I’m still amazed that this ever got on TV, let alone attracted two relatively successful actors who seem able to make smarter choices than this. Hackneyed plots, broadly drawn characters (the naïve new doctor who cares, the evil, shallow HMO guy, the administrator who only cares about money, the MASH-type rebellious doctors who care for their patients and struggle against evil... arg), and lame guest roles, this show has turned out to be monumentally disappointing.

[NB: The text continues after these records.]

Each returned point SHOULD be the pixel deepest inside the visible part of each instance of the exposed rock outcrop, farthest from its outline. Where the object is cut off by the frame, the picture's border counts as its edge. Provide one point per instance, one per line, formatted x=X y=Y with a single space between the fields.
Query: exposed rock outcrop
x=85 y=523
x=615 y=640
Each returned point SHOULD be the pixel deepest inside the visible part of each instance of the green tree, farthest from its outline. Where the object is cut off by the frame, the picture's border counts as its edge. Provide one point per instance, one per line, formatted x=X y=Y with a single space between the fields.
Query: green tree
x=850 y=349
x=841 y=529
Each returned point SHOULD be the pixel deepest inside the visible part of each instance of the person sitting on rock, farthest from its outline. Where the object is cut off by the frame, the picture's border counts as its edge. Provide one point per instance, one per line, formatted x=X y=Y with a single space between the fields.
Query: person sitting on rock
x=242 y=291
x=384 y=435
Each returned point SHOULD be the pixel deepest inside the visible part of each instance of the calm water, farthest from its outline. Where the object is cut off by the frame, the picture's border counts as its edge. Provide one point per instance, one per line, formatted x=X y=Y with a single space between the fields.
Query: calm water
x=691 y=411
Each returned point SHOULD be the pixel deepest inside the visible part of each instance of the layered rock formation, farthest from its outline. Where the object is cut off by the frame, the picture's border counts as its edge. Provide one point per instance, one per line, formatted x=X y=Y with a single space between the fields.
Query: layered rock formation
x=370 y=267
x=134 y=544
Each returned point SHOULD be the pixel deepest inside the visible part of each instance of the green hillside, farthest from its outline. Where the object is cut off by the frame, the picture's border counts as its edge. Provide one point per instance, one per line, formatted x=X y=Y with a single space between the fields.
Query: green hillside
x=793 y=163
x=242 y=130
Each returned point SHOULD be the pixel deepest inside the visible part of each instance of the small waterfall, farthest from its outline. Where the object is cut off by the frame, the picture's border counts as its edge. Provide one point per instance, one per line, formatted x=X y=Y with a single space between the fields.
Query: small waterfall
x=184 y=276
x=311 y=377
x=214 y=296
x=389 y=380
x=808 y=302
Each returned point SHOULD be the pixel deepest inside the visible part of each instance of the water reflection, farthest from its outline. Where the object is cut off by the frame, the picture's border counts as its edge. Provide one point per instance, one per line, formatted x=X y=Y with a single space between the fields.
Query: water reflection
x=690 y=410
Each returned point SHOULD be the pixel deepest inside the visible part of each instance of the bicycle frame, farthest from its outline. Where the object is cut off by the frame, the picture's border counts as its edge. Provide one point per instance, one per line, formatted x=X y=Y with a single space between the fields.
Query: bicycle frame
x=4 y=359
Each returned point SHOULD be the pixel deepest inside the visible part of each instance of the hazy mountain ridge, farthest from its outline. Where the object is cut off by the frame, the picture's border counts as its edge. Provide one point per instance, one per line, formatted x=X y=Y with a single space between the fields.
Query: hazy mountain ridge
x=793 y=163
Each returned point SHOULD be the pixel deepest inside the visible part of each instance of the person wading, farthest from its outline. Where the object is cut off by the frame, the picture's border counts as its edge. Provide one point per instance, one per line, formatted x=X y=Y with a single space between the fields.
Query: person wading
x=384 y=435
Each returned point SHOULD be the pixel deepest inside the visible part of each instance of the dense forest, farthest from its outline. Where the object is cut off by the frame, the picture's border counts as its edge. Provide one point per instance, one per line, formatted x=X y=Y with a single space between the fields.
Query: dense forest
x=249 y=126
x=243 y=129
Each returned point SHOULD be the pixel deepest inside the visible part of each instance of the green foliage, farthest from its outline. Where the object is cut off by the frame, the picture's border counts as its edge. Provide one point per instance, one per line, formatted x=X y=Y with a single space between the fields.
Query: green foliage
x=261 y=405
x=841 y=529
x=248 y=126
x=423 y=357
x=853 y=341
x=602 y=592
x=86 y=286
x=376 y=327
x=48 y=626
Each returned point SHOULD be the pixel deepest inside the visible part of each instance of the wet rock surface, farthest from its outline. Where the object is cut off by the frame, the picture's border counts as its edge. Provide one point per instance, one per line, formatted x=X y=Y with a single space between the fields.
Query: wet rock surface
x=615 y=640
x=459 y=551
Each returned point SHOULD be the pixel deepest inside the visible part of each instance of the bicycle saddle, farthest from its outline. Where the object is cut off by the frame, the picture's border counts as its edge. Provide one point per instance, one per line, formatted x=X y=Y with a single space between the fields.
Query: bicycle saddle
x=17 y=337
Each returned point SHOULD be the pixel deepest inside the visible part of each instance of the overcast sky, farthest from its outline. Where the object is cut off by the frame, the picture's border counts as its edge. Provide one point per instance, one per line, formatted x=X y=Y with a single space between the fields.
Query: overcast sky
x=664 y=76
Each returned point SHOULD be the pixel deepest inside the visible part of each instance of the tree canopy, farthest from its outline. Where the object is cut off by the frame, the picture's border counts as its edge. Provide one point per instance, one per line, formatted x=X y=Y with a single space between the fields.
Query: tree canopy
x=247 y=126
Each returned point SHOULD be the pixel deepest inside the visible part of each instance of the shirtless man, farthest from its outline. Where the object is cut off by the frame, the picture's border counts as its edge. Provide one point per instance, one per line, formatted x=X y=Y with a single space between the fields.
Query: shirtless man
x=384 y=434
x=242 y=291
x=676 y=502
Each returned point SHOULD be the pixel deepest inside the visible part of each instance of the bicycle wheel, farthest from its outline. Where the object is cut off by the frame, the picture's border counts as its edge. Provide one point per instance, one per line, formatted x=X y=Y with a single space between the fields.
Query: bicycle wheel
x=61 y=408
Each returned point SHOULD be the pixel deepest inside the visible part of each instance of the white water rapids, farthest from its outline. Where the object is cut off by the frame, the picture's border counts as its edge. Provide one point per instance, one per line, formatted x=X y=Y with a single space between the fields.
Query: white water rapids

And I will be heartbroken to see it go — and it’s near the chopping block, so it will. Because... for the first time in years, here’s a show with adult male characters with a cool slashy vibe, instead of teenagers or young Gen Xers. Even when I *was* a teen, I still liked the more adult characters, and both of these guys are slightly older, world-weary, bitter but fun-loving, and they just have that lived-in quality I like so much. And there’s an intensely slashy vibe here, one of the first I’ve seen in a long time on the big three networks, and for that reason I’m willing to wade through the crap of the stories and cheeseball lines.

Within the first episode, after barely getting to know each other over the course of a day, they end up on the roof of the hospital together, just sitting, because Fichtner’s character has been going through divorce trauma, and Hannah comes up to join him and talk and then asks if he can just sit with him. They perch on the edge way up high, and just sit. In a subsequent ep, they hold hands after Hannah’s lost his new girlfriend. (And case in point of terrible plots -- just as he i tells her he loves her, there’s a horrible accident near the hospital as a car plows through a crowd at a bus stop, and Hannah finds -- of course! His girlfriend! And she ends up brain dead! And it’s shot in herky-jerky shaky cam style with super high-contrast lensing, and the camera’s undercranked for that cool Gladiator-style effect! For no reason!)

Last night they went on a terrible misadventure trying to get said girlfriend’s transplantable heart to Las Vegas. Now, unbelievably corny and stupid as it turned out to be, there was serious slashy stuff here. In any other show, slashfans would have been jumping up and down screaming at the level of slashiness. I love seeing two adult males, both of whom I find terribly attractive, being like this. But the show won’t survive, because it’s terrible, and it’s really letting them down, and we’ll be deprived of a potentially wonderful pairing. I can’t even rec this show to people, it’s so bad, but the slashy adult guys... I wish they could take both of them and transport them into another show and let them be all slashy. Sigh.